Informix

 View Only
Expand all | Collapse all

column level encryption and SQL performance

  • 1.  column level encryption and SQL performance

    Posted Thu August 06, 2020 09:29 AM
    Hello

    We are being asked about encrypting SSNs and see that a simple sql such as

    select id from t_contact where ssn = '350507267'

    goes from lightning quick on returning a result and using an existing index to becoming very slow and doing a table scan to return a row after encryption (looks like it must be un-encrypting all rows to get to the one needed)

     SELECT id FROM t_contact WHERE decrypt_char(ssn, 'XXXXXXXXXXXX') = '350507267'

    what are the options to quicken the return result - or are there none?

    thanks

    ------------------------------
    tom lehr
    ------------------------------

    #Informix


  • 2.  RE: column level encryption and SQL performance

    IBM Champion
    Posted Thu August 06, 2020 10:09 AM

    Have you tried a functional index on the SSN column?

     

    Cheers

    Paul

     






  • 3.  RE: column level encryption and SQL performance

    IBM Champion
    Posted Fri August 07, 2020 10:04 AM

    Once you wrap a function around a column, you render the index unusable, because how could it use the index? There's no point in indexing an encrypted column, by the way, because it won't encrypt the same way twice. Any index on that column should be dropped.

    The initial temptation would be to create a functional index that decrypts, but that completely defeats the security purpose, as the encrypted data would now be stored unencrypted in the index.
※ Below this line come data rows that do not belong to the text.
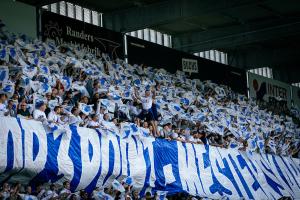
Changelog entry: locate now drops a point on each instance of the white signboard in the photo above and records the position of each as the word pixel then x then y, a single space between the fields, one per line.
pixel 189 65
pixel 267 89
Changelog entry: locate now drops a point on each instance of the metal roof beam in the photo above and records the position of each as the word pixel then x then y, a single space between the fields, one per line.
pixel 160 13
pixel 238 35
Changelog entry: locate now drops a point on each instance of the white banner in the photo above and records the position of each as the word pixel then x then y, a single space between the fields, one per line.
pixel 266 89
pixel 90 158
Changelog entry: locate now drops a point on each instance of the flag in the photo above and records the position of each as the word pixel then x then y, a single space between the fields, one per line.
pixel 86 109
pixel 13 53
pixel 103 196
pixel 144 131
pixel 25 82
pixel 8 89
pixel 110 105
pixel 118 186
pixel 52 104
pixel 4 74
pixel 161 195
pixel 67 82
pixel 44 88
pixel 30 71
pixel 137 82
pixel 44 70
pixel 125 130
pixel 128 181
pixel 174 108
pixel 185 101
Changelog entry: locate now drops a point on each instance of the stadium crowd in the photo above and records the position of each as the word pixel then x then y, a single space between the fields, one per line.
pixel 123 191
pixel 62 85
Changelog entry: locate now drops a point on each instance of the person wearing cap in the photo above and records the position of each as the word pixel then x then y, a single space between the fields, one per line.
pixel 23 110
pixel 11 109
pixel 39 112
pixel 54 115
pixel 51 193
pixel 3 109
pixel 93 122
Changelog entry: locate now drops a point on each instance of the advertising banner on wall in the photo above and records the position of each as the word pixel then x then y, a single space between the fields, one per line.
pixel 189 65
pixel 94 39
pixel 158 56
pixel 296 96
pixel 266 89
pixel 90 158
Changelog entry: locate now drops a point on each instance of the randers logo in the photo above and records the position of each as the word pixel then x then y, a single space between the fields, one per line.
pixel 260 90
pixel 52 30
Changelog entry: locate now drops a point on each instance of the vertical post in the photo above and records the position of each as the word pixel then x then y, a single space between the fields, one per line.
pixel 38 22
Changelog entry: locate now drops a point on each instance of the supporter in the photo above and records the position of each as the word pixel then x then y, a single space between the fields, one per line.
pixel 51 193
pixel 54 116
pixel 3 109
pixel 39 112
pixel 27 194
pixel 66 188
pixel 11 109
pixel 5 191
pixel 23 111
pixel 93 122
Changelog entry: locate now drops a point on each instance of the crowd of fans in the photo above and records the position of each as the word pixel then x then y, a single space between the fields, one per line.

    The correct way to do this is to store a CRC of the unencrypted data in a separate column. So you've got two things stored in the table: The encrypted data, which is decryptable but not searchable; and the CRC, which is searchable but not decryptable. If someone wants to search by SSN, you generate the CRC for that SSN and search the CRC column for that; then, if necessary, decrypt the encrypted field.  Thing to note here is that it's not possible to do any sort of substring search here. Has to be an exact match.

    Hope this helps.



    ------------------------------
    TOM GIRSCH
    ------------------------------



  • 4.  RE: column level encryption and SQL performance

    IBM Champion
    Posted Fri August 07, 2020 10:24 AM

    Surely by definition a functional index uses a function on the column

     

    But yep, the index would be stored in 'clear'.

     

    As a SSN is a fixed length then you can easily (ish) reverse the CRC back to the SSN

     

    Cheers

    Paul

     






  • 5.  RE: column level encryption and SQL performance

    IBM Champion
    Posted Fri August 07, 2020 10:38 AM
    I suppose it's hypothetically possible? But you'd have to know what CRC algorithm was used and what kind of salt was involved

    ------------------------------
    TOM GIRSCH
    ------------------------------



  • 6.  RE: column level encryption and SQL performance

    IBM Champion
    Posted Fri August 07, 2020 10:39 AM
    Another way to put it: Create and store a hash, and index the hash.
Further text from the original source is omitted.